Here are some of my favorite Blueprint features:
- It has a CSS reset feature that eliminates differences across browsers. Those minor differences — like setting a margin at 12 pixels rather than 15 — can turn a website from beautiful to bogus real quick. Blueprint standardizes these values across browsers, creating a uniform appearance for your site and reducing the time needed to cross-check it in Firefox, Explorer, Chrome, Safari … you name it.
- It has an easy-to-use grid that can accommodate simple and complex layouts. Most designers work in a grid, whether it’s 960 or 1020. With Blueprint, you can “snap” your design into CSS almost as easily as putting together Legos. You can also write custom CSS on top of Blueprint to accommodate out-of-the-box designs.

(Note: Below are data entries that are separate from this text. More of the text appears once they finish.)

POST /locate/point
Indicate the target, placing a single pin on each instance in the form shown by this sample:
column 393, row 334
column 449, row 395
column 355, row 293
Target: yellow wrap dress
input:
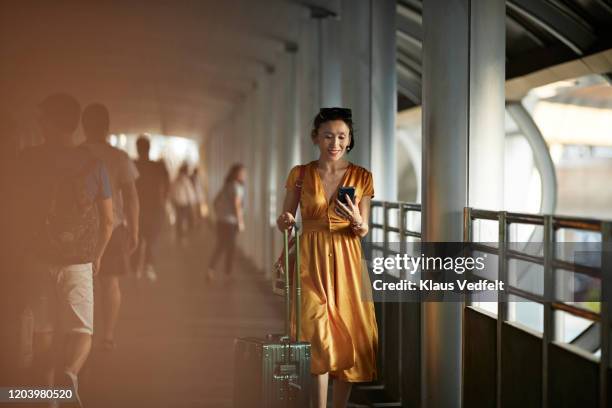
column 340, row 326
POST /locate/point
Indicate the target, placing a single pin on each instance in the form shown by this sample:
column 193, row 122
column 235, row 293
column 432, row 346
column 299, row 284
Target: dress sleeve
column 368, row 184
column 294, row 174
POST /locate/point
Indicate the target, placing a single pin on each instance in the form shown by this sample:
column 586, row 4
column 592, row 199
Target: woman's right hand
column 285, row 221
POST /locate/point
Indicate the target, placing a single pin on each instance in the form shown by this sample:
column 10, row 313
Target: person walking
column 153, row 185
column 229, row 204
column 124, row 240
column 66, row 212
column 183, row 197
column 339, row 325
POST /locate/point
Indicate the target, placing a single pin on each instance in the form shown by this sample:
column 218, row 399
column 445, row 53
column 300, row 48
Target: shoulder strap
column 300, row 182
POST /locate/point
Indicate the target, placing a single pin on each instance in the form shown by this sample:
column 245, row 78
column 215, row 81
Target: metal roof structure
column 539, row 34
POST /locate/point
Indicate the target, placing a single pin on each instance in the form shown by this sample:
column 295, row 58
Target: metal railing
column 397, row 211
column 550, row 263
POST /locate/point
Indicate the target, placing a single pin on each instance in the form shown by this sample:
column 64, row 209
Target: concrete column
column 330, row 76
column 383, row 98
column 369, row 87
column 461, row 43
column 357, row 76
column 487, row 104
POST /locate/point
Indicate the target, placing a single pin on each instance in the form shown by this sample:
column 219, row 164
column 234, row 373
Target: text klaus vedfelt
column 412, row 264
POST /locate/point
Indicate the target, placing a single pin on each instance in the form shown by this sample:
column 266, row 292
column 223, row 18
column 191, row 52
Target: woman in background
column 183, row 196
column 230, row 218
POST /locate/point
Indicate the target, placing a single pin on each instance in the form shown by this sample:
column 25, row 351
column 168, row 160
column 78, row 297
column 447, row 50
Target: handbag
column 278, row 269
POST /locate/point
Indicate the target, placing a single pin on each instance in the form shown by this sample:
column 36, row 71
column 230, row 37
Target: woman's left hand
column 351, row 211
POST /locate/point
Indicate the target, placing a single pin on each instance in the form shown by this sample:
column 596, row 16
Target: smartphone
column 344, row 191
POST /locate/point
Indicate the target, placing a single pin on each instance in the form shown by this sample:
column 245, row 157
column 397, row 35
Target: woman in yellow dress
column 340, row 326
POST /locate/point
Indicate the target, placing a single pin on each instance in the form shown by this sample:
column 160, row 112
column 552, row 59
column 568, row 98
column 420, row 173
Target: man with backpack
column 67, row 220
column 124, row 240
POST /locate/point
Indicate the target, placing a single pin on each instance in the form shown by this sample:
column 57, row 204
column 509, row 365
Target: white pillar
column 463, row 77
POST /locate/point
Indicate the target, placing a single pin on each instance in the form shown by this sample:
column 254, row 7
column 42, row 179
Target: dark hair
column 95, row 119
column 63, row 110
column 232, row 173
column 143, row 145
column 184, row 169
column 329, row 114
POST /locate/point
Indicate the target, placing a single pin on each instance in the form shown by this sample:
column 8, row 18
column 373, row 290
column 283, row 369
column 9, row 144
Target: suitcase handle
column 298, row 288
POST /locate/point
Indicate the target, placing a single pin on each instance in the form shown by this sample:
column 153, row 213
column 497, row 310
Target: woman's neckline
column 340, row 184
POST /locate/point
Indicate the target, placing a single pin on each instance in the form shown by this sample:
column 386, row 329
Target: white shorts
column 63, row 298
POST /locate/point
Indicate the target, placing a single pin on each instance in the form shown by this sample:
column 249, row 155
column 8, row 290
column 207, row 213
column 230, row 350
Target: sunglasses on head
column 343, row 113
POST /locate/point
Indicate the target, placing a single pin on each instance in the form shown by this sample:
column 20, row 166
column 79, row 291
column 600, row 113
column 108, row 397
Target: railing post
column 502, row 300
column 606, row 311
column 548, row 332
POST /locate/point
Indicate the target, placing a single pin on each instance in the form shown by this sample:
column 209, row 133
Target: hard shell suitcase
column 274, row 372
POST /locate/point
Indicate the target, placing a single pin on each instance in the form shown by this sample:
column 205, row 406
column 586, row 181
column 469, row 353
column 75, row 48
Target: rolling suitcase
column 274, row 372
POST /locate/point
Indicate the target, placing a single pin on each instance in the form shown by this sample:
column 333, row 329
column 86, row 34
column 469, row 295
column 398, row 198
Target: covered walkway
column 175, row 337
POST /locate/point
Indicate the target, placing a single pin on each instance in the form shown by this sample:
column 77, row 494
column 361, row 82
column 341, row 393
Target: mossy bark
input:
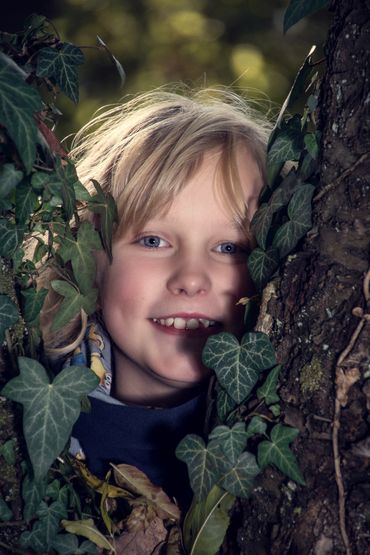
column 307, row 311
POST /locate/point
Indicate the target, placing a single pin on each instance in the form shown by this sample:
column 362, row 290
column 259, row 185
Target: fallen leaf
column 142, row 542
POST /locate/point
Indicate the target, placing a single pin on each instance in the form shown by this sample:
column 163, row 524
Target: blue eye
column 152, row 242
column 228, row 248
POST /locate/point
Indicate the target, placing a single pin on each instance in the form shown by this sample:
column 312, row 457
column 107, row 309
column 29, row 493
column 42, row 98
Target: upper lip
column 187, row 316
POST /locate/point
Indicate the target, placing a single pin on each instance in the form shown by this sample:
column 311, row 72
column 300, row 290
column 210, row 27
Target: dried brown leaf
column 137, row 482
column 142, row 542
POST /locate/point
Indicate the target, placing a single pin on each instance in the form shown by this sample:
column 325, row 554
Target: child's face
column 175, row 283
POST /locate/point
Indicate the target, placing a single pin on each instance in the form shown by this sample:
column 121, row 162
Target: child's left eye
column 152, row 242
column 229, row 248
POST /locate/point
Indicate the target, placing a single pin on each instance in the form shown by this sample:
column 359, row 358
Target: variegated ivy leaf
column 299, row 212
column 8, row 315
column 60, row 64
column 232, row 440
column 267, row 391
column 79, row 252
column 72, row 304
column 49, row 409
column 262, row 264
column 239, row 479
column 18, row 103
column 256, row 426
column 206, row 464
column 238, row 366
column 277, row 452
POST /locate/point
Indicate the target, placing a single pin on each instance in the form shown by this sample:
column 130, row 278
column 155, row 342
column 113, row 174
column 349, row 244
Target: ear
column 102, row 262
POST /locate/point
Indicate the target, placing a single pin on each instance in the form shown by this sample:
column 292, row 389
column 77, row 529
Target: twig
column 340, row 178
column 336, row 427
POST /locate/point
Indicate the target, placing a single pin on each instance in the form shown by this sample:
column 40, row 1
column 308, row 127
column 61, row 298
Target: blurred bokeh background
column 238, row 43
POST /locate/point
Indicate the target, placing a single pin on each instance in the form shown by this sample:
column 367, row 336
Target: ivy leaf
column 225, row 404
column 60, row 64
column 34, row 300
column 78, row 251
column 286, row 145
column 11, row 237
column 278, row 453
column 267, row 391
column 205, row 463
column 72, row 304
column 67, row 544
column 32, row 494
column 9, row 179
column 256, row 426
column 104, row 205
column 232, row 440
column 25, row 202
column 87, row 529
column 298, row 9
column 49, row 409
column 206, row 523
column 262, row 264
column 18, row 102
column 238, row 366
column 5, row 512
column 299, row 212
column 239, row 479
column 7, row 451
column 8, row 315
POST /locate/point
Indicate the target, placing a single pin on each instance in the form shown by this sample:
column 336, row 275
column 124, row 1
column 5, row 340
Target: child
column 185, row 173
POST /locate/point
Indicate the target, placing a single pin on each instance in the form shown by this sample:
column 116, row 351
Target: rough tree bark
column 308, row 312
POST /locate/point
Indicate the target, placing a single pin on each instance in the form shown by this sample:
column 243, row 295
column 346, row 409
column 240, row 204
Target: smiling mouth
column 185, row 323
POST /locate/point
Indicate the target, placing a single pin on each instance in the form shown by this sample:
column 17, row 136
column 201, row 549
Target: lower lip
column 198, row 332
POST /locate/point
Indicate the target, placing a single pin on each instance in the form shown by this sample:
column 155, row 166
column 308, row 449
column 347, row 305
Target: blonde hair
column 144, row 151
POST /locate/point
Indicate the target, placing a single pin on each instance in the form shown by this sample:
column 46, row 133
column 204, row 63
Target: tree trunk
column 308, row 311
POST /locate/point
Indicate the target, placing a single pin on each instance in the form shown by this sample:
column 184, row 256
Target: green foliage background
column 233, row 42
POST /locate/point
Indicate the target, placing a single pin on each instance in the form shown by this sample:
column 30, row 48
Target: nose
column 189, row 277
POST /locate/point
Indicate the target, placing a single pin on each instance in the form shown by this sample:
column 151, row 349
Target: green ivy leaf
column 225, row 404
column 72, row 303
column 298, row 9
column 67, row 544
column 32, row 494
column 205, row 463
column 78, row 251
column 49, row 409
column 7, row 451
column 206, row 523
column 299, row 212
column 25, row 202
column 311, row 145
column 5, row 512
column 267, row 391
column 18, row 102
column 33, row 303
column 8, row 315
column 238, row 366
column 262, row 264
column 256, row 426
column 104, row 205
column 11, row 237
column 278, row 453
column 232, row 440
column 9, row 179
column 239, row 479
column 60, row 64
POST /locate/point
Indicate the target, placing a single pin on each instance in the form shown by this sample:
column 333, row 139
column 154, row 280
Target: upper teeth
column 182, row 323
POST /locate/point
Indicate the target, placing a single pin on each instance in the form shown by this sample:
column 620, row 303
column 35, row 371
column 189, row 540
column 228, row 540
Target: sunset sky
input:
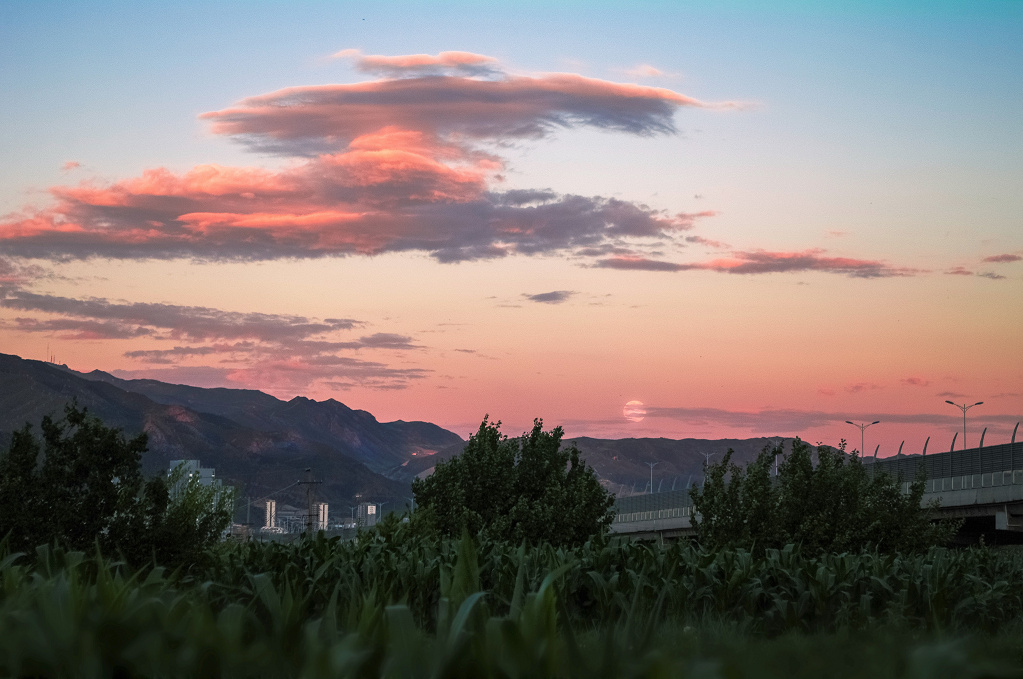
column 751, row 218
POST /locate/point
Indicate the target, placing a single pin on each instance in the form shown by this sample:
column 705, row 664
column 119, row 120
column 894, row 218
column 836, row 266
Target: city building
column 366, row 514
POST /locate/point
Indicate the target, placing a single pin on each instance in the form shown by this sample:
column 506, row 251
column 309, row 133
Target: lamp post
column 964, row 408
column 862, row 427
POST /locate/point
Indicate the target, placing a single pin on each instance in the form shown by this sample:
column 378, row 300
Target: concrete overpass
column 982, row 486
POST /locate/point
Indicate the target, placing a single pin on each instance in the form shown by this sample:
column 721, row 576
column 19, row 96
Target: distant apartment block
column 366, row 514
column 321, row 515
column 271, row 515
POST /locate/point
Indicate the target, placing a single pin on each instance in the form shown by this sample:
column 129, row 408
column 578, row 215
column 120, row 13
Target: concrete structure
column 192, row 469
column 321, row 515
column 366, row 514
column 983, row 486
column 271, row 515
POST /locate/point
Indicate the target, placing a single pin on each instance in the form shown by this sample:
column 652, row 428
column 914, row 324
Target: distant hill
column 255, row 441
column 381, row 446
column 622, row 463
column 262, row 444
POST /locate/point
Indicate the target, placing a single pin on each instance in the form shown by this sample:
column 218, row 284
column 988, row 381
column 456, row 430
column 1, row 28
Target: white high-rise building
column 271, row 514
column 367, row 514
column 321, row 515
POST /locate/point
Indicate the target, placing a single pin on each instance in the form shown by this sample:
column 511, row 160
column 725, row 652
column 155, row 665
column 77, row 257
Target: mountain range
column 262, row 444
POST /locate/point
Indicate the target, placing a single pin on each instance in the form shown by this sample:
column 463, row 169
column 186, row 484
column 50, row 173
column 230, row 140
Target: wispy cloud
column 777, row 421
column 404, row 163
column 963, row 271
column 554, row 297
column 394, row 165
column 418, row 65
column 862, row 387
column 284, row 353
column 1003, row 259
column 760, row 262
column 643, row 71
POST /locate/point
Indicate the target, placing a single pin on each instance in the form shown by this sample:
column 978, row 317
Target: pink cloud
column 645, row 71
column 381, row 166
column 421, row 64
column 1003, row 259
column 286, row 353
column 759, row 262
column 862, row 387
column 963, row 271
column 298, row 120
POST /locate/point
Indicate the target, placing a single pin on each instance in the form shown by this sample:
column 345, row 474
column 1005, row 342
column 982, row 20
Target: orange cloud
column 384, row 166
column 759, row 262
column 1003, row 259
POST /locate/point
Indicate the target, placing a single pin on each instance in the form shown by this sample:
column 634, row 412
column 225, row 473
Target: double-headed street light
column 964, row 409
column 862, row 427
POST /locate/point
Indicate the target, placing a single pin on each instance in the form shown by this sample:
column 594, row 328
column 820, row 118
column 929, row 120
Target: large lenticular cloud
column 404, row 163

- Functional form styles. It’s easy to spot a form that hasn’t been styled — it just looks ugly. With this framework, you can write the HTML for your form, and Blueprint will autostyle it. You can customize the styles as needed, but Blueprint it provides a good base to start from.
- Ready-to-go print styles. Blueprint also includes separate stylesheets just for printing. They’re set up to hide unnecessary content like banner ads and to print web content in a one-column, easy-to-read format.
The best thing about Blueprint might be the fact that it’s an open-source, supported framework. That means there’s a community of worldwide developers constantly working on making it semantic-valid and browser-tested. As new standards emerge and bugs are discovered, Blueprint’s network of users updates the software accordingly.